Dans mon pays, la radio de création s’est installée dans le paysage artistique et social de façon durable et sérieuse.

A l'école, des haut-parleurs sont installés à gauche et à droite du tableau. Les professeurs font écouter des extraits de documentaires historiques, des lectures de textes célèbres (on ne pense jamais à faire la lecture à des ados, mais ça marche...), des chansons pour apprendre les langues étrangères, les informations, des émissions scientifiques, etc... Les productions sonores sont considérées comme de véritables outils pédagogiques (bien moins chères que la vidéo). Aussi l’éducation nationale commande régulièrement des sonores-pédagogiques. Une étude récente sur des élèves de seconde a mis en avant un réel développement de l’écoute et de l’imaginaire. 

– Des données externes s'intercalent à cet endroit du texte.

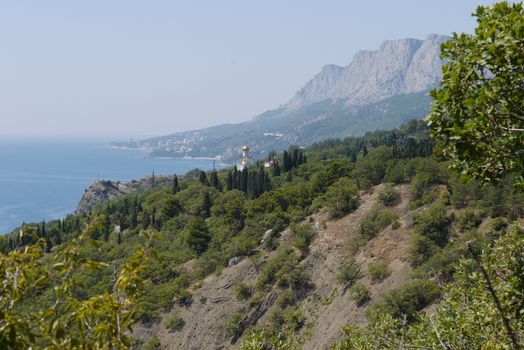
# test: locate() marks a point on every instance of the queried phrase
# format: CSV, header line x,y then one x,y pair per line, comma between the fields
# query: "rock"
x,y
398,67
233,261
100,192
266,235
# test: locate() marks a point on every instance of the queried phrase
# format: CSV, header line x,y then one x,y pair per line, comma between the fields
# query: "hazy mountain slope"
x,y
378,90
398,67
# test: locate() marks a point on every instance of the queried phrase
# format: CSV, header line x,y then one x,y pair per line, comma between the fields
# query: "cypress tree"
x,y
286,161
175,188
276,169
206,205
243,180
203,178
229,182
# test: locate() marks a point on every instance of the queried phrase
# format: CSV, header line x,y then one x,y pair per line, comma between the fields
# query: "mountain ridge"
x,y
378,89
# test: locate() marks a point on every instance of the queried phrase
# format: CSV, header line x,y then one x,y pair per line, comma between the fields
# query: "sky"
x,y
135,68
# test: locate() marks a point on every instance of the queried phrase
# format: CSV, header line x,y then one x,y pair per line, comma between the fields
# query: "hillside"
x,y
378,90
335,234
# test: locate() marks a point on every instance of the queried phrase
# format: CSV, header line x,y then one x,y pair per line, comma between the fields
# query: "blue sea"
x,y
43,179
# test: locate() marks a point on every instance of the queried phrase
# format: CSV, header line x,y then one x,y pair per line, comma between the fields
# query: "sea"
x,y
43,179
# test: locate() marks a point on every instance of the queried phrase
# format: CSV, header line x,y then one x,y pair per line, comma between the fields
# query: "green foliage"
x,y
469,219
234,326
302,236
153,344
375,221
389,196
360,294
197,235
174,323
349,273
467,317
69,321
477,113
378,271
412,297
434,223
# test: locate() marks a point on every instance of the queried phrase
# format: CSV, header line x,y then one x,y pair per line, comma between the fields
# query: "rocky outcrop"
x,y
100,192
401,66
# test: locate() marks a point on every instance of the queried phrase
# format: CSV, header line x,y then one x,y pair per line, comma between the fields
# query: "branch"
x,y
491,290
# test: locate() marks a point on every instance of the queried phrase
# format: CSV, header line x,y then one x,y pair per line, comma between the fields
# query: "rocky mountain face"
x,y
379,89
100,192
398,67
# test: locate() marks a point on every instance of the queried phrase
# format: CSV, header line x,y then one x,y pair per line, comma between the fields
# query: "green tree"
x,y
197,235
175,188
478,111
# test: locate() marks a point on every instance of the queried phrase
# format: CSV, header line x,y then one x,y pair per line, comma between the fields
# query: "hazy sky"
x,y
150,67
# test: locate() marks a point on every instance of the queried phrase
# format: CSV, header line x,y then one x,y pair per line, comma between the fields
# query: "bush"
x,y
421,249
378,271
294,319
341,198
153,344
375,221
360,294
174,323
389,196
349,273
468,219
302,236
412,297
243,291
285,299
434,223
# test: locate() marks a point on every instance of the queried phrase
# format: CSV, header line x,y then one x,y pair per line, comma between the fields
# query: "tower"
x,y
244,158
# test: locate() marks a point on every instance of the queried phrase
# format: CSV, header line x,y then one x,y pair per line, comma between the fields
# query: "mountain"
x,y
379,89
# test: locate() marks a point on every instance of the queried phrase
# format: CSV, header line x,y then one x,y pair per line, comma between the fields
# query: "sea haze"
x,y
43,179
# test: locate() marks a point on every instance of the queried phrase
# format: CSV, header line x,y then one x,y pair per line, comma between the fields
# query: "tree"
x,y
203,178
175,187
69,322
197,235
478,111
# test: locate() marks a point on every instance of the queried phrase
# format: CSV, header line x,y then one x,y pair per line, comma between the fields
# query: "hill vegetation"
x,y
372,233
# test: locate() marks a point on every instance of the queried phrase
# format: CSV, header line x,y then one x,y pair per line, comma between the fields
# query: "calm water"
x,y
44,179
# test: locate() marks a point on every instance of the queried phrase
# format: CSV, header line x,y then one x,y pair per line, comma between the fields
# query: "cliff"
x,y
100,192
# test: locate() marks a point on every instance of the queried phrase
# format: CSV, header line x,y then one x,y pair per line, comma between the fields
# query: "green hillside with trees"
x,y
83,282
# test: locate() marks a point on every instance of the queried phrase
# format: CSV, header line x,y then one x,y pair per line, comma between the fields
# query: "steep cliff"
x,y
100,192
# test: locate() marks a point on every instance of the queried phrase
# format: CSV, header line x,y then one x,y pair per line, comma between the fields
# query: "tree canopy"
x,y
478,111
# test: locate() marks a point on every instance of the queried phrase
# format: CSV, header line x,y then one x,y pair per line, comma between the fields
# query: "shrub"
x,y
378,271
174,323
243,291
375,221
153,344
434,223
360,294
294,319
302,236
349,273
389,196
421,249
468,219
341,198
412,297
285,299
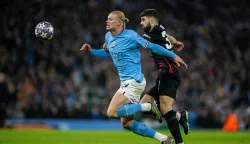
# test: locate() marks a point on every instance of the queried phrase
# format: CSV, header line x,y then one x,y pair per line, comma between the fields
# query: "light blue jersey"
x,y
124,50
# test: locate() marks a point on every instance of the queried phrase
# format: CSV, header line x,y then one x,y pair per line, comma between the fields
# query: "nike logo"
x,y
125,85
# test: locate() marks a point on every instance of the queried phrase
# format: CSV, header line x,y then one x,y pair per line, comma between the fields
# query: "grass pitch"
x,y
115,137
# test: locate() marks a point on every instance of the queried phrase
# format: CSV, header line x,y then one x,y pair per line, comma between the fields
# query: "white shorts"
x,y
132,89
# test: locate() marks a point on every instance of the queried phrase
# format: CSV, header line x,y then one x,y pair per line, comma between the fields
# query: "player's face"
x,y
112,22
145,24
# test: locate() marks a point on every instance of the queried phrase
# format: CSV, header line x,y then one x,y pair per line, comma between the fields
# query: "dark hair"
x,y
150,12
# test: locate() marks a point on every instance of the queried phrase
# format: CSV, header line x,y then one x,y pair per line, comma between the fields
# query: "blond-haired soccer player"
x,y
123,45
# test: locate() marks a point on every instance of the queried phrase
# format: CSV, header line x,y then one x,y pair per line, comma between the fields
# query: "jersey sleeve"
x,y
141,43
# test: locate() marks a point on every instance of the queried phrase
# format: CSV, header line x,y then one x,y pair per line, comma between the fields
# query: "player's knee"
x,y
111,114
127,124
165,108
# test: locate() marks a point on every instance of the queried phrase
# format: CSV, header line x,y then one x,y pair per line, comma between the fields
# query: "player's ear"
x,y
151,20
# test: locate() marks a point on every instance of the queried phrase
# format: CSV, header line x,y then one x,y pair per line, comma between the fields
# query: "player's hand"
x,y
179,46
180,62
86,48
105,47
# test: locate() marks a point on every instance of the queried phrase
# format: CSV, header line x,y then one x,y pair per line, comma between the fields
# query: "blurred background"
x,y
53,80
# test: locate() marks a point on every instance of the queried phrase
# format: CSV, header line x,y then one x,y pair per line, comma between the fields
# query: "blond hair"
x,y
121,16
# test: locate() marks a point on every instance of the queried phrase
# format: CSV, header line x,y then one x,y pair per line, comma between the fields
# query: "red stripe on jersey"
x,y
169,65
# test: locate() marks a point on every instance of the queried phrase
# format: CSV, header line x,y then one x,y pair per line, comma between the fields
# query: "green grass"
x,y
114,137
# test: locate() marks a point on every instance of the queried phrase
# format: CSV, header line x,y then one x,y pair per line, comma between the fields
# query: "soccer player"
x,y
123,46
168,81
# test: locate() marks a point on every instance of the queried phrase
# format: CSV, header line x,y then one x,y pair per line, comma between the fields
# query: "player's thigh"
x,y
117,101
166,103
168,86
152,94
146,98
128,122
167,89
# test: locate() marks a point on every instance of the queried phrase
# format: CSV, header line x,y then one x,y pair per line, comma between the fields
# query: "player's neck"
x,y
152,26
117,31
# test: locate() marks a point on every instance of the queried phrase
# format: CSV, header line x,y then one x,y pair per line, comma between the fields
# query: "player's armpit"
x,y
105,47
179,45
172,40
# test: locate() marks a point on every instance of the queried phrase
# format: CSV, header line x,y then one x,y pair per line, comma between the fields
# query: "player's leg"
x,y
130,93
167,91
129,123
153,97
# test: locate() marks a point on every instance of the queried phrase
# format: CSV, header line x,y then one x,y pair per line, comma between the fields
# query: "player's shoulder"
x,y
130,33
108,36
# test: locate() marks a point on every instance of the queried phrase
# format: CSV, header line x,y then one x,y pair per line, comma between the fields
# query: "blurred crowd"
x,y
53,79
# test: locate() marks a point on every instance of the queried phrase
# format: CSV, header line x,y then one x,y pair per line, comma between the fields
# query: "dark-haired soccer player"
x,y
123,45
168,81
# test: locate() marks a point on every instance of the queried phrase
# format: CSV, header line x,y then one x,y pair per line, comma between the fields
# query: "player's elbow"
x,y
127,124
112,114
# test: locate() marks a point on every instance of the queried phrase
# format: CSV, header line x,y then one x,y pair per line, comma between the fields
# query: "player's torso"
x,y
125,56
164,65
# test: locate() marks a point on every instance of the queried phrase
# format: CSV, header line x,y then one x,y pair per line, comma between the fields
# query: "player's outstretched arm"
x,y
162,51
95,52
179,45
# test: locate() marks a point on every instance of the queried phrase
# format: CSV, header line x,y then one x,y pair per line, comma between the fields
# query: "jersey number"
x,y
165,36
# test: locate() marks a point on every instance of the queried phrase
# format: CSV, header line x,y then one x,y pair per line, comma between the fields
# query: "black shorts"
x,y
165,85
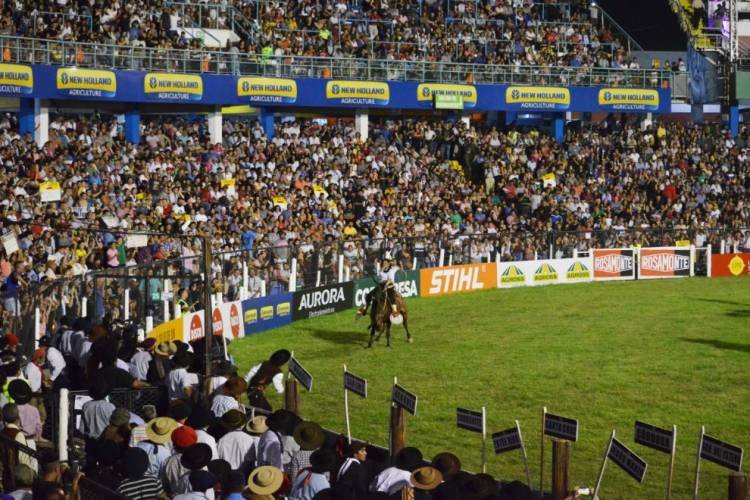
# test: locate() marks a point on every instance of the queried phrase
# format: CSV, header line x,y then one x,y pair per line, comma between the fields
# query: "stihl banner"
x,y
614,264
664,262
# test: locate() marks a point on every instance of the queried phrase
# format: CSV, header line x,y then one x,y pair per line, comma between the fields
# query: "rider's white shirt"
x,y
390,274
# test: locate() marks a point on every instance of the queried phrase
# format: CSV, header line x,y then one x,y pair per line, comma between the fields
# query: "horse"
x,y
389,302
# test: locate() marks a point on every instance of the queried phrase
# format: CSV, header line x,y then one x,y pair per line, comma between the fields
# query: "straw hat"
x,y
426,478
265,480
257,425
159,430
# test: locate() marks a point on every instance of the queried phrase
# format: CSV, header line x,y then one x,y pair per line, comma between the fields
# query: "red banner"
x,y
664,263
730,264
614,264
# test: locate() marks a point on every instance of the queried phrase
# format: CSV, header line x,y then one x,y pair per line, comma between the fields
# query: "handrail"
x,y
24,50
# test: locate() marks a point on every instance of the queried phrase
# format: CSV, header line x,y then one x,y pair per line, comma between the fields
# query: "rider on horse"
x,y
386,279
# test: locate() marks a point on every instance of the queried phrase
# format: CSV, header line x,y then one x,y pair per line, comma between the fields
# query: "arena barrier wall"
x,y
438,281
544,272
239,319
665,262
730,265
70,83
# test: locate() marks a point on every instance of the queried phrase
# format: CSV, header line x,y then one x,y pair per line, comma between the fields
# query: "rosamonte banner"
x,y
730,264
614,264
453,279
544,272
664,262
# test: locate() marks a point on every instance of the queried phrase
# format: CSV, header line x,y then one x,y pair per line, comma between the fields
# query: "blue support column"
x,y
558,127
26,112
734,120
133,126
266,121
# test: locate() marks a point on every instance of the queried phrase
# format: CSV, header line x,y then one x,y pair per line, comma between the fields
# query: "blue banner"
x,y
266,312
55,82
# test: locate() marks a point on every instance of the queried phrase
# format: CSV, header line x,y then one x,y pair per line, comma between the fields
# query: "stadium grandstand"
x,y
178,177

Dans mon pays, le soir ou le week-end, des élèves et des professeurs (des citoyens) vont à la maison du son. On peut y découvrir les dernières productions avec des acteurs connus tels Tulian Bopart ou encore Dyrcona Mima. On peut aussi y écouter les archives de ces 100 dernières années, librement diffusables depuis que la totalité de la mémoire radiophonique de 1945 à 2045 a été mis sous Créatives Commons par l’INA. Le public redécouvre ces grands auteurs, tels Christophe Deleu et François Teste, ce duo incontournable du début du siècle qui a réalisé la première fiction radiophonique sortie dans les salles de cinéma 1. Aussi, depuis quelques temps, de nombreuses traductions de livres indispensables traitant du langage et de l’écriture radiophonique sont sortis en libraire 2. Ou encore cet ouvrage sur l’histoire d’ARTEradio vu par ses auteurs avec notamment la réédition tant attendue de l’intégrale des célèbres éditos de Silvain Gire3.

Et puis nous avons des grandes écoles. L’institut René Jantet, par exemple délivre un diplôme bac+5 en réalisation radiophonique, technique et artistique. Mais aussi l’école d’acteur l’HIIIAC qui propose enfin un cursus complet d’apprentissage du jeu radiophonique mettant fin à ces nombreuses années de jeu ringard et de réalisations surannées.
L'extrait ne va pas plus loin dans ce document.